Stories are still told today by ordinary Muslims of early encounters between Magindanaon notables and American colonizers. Imam Akmad told me about the first meeting between the Sultan of Magindanao and an American colonial official.

The Sultan and his brother the Amirul were invited to the ship of the American. The American put on an exhibition for the Sultan. He said, "I will throw a bottle in the air and shoot it through the neck with my rifle. The bottle was thrown and the American fired and hit it just where he had promised. The sultan admired the shot and said, "I will do the same." When the bottle was thrown, the Sultan did not look at it but shot in the opposite direction. His bullet turned in midair and hit the bottle in the neck. When the American saw this he exclaimed, "You have bested me; I must give you a gift." He presented the sultan with a walking stick and a pair of golden slippers.

Such magical stories of the colonial era are clearly compensatory, relating how Cotabato Muslims answered American technical supremacy with magical prowess. They also speak more particularly to two colonial developments. First, such stories acknowledge symbolically that, despite the presence of a new and seemingly omnipotent external power, local rulers had retained their political potency. That was also the message expressed in the popular story of the magical finger of Datu Piang, which could call down the wrath of the colonizers on recalcitrant followers.

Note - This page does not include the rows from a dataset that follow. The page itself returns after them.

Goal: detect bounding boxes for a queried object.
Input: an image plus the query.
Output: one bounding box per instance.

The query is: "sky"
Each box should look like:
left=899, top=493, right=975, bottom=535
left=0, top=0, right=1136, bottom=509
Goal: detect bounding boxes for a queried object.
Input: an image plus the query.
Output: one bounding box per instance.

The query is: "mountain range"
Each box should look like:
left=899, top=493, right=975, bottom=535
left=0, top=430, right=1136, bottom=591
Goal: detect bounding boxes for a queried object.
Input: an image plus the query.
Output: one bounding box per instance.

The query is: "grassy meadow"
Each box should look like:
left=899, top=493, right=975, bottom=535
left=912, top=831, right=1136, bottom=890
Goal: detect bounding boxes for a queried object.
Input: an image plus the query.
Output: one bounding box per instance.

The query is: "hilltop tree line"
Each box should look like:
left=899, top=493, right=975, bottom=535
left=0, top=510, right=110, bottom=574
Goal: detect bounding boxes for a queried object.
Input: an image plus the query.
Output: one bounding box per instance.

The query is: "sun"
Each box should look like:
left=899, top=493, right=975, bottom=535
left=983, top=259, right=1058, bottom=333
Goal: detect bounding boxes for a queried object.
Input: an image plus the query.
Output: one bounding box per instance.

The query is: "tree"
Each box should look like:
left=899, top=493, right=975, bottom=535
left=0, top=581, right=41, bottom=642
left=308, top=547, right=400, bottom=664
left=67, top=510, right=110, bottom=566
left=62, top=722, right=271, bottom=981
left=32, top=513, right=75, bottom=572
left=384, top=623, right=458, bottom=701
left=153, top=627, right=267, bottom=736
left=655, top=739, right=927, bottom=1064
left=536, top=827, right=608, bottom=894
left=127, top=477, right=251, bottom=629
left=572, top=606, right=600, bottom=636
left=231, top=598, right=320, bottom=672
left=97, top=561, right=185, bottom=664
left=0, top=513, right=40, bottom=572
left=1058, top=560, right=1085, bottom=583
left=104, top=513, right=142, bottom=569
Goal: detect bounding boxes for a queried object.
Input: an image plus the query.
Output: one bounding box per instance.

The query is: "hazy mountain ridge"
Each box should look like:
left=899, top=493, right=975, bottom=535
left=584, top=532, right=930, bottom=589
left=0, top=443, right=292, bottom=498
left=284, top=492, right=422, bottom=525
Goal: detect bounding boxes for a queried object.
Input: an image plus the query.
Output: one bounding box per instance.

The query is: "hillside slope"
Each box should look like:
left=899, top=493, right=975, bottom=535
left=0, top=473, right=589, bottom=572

The stories also signify the development of an oppositional identity among ordinary Muslims. The full occupation of Cotabato by an alien power spurred the formation among Muslim subordinates of an identity bound up with the notion of an invaded homeland—an identity that drew a sharp distinction between indigenes and outlanders. They


278

identified themselves as Muslims as opposed to outsiders, almost all of whom were non-Muslims. It was (and still is) an oppositional identity but one quite different from the self-conscious and objectified Muslim Filipino identity enunciated by most Philippine Muslim political leaders in the late colonial and postcolonial period. The unself-conscious cultural identity of ordinary Muslims has been illustrated by Patricia Horvatich's (1997) observation that the Sama (a Philippine Muslim population) "define almost everything they do [including gathering sea urchins] as Islamic because they are Muslim." The contrast between that sort of identity and the objectified Muslim identity of most Muslim elites is similar to the distinction made by Jonathan Friedman (1990) between two forms of Greek identity in a discussion of the phenomenon of Hellenism in the ancient world. In reference to Greek colonists in Asia he notes: "Colonists tend to develop a strong cultural identity, primarily as a means of distinction: 'I am Greek because I live like this, have these symbols, practice such-and-such a religion, etc.' But this kind of identity expresses a separation of the person from that which he identifies. The content of his social selfhood may become distanced from his immediate subjectivity: 'I am Greek because I do this, that and the other thing' does not imply the converse, i.e., 'I do this, that and the other thing because I am Greek'"(Friedman 1990, 26). Muslim colonial and postcolonial elites, with the assistance of American colonial agents, developed a self-regarding identity as Muslim Filipinos and engaged in rationalized Islamic activities (including most prominently the development of "Islamic" organizations) to demonstrate that identity to themselves and others. Ordinary Muslims, by contrast, continued to do what they had always done, with these activities now considered to be "Islamic" activities (rather than Sama or Magindanaon or Iranun activities) only because those engaged in them had begun to denominate themselves as "Muslims" to distinguish themselves from increasing numbers of non-Muslim outsiders.